The trend trading strategy is part of the technical analysis methods of the forex markets. According to this strategy, the trader is trading with the trend based on the currency chart; This is done by buying when the trend is up or entering a short position when the trend is down. The upward trend is determined when each price bottom formed is higher than the one that precedes it; The same applies to price tops, where each top is higher than the previous one, while the downtrend is the opposite.
According to technical analysis, a price range is formed when prices in the forex market move sideways without forming a clear direction. The trader relies heavily on support and resistance levels, oscillators, and technical indicators such as the RSI for range trading in the currency market. Usually, this strategy buys when the price falls to the support level, which is the lower limit of the range, and sells when it rises to the upper limit, which forms the resistance level; A short trade is also entered when the price reaches the resistance level which is the upper end of the range to close the trade when the price of the currency falls back to the lower limit.
The momentum forex strategy is based on trading a currency pair that moves in a strong trend for a period, usually between 6 and 12 months. This strategy, which is also used in other markets, is based on the assumption that currencies that perform well will continue to rise for a longer period. With this strategy, the trader enters long positions on the currency pairs moving in a strong uptrend or short positions on the currency pairs that are moving in a strong downtrend.
The price breakout strategy in the forex market is based on trading when the price of a currency breaks through an important key level with large trading volumes because the price will continue in its formed direction for a period. For example, a trader would enter a long position when the price crosses an important resistance level for a particular currency pair. A trader can also enter a short position when the price breaks through a major support level.
A correction trading strategy is based on waiting for a correction in the price of a currency pair to occur before entering any trade. And the rolling Who wants to enter a long position on a particular currency pair, waiting for a short-term pullback (corrective movement) before opening the position to reduce the risk. When selling short, the same can be done where the trader waits for an upward corrective movement before opening any position. Fibonacci retracements are the most popular tool among forex market traders to trade using price retracements.
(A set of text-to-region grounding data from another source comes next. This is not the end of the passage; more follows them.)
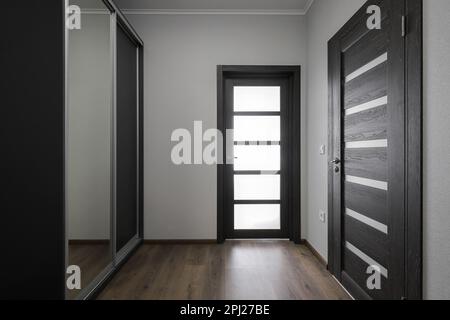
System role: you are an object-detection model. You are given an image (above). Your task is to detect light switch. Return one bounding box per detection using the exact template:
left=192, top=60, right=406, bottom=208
left=320, top=144, right=327, bottom=156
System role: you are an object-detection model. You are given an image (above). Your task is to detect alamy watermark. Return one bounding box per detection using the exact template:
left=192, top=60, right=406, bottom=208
left=66, top=5, right=81, bottom=30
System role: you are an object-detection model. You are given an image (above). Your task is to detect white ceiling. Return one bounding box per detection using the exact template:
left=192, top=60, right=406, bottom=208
left=115, top=0, right=313, bottom=13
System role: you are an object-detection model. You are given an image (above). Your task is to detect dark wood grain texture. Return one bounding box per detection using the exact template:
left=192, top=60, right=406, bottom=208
left=343, top=249, right=389, bottom=300
left=344, top=148, right=388, bottom=181
left=329, top=0, right=422, bottom=299
left=344, top=216, right=389, bottom=268
left=344, top=106, right=388, bottom=142
left=98, top=240, right=350, bottom=300
left=344, top=182, right=388, bottom=224
left=344, top=63, right=387, bottom=109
The price reversal strategy aims to take advantage of the reversal of the price trend of currency pairs. When the price is in a downward movement, a trader who expects prices to rebound upwards opens a buy position with the understanding that the current trend will reverse and the currency will start to rise; On the other hand, the trader who expects the price to decline after it has been moving in an upward direction, enters into a short-selling position. Traders usually rely on technical indicators to look for signals of a price reversal in the market, such as the stochastic oscillator and the RSI, to predict changing trends in the market by monitoring overbought and oversold levels.
Disclaimer:
The views in this article only represent the author's personal views, and do not constitute investment advice on this platform. This platform does not guarantee the accuracy, completeness and timeliness of the information in the article, and will not be liable for any loss caused by the use of or reliance on the information in the article.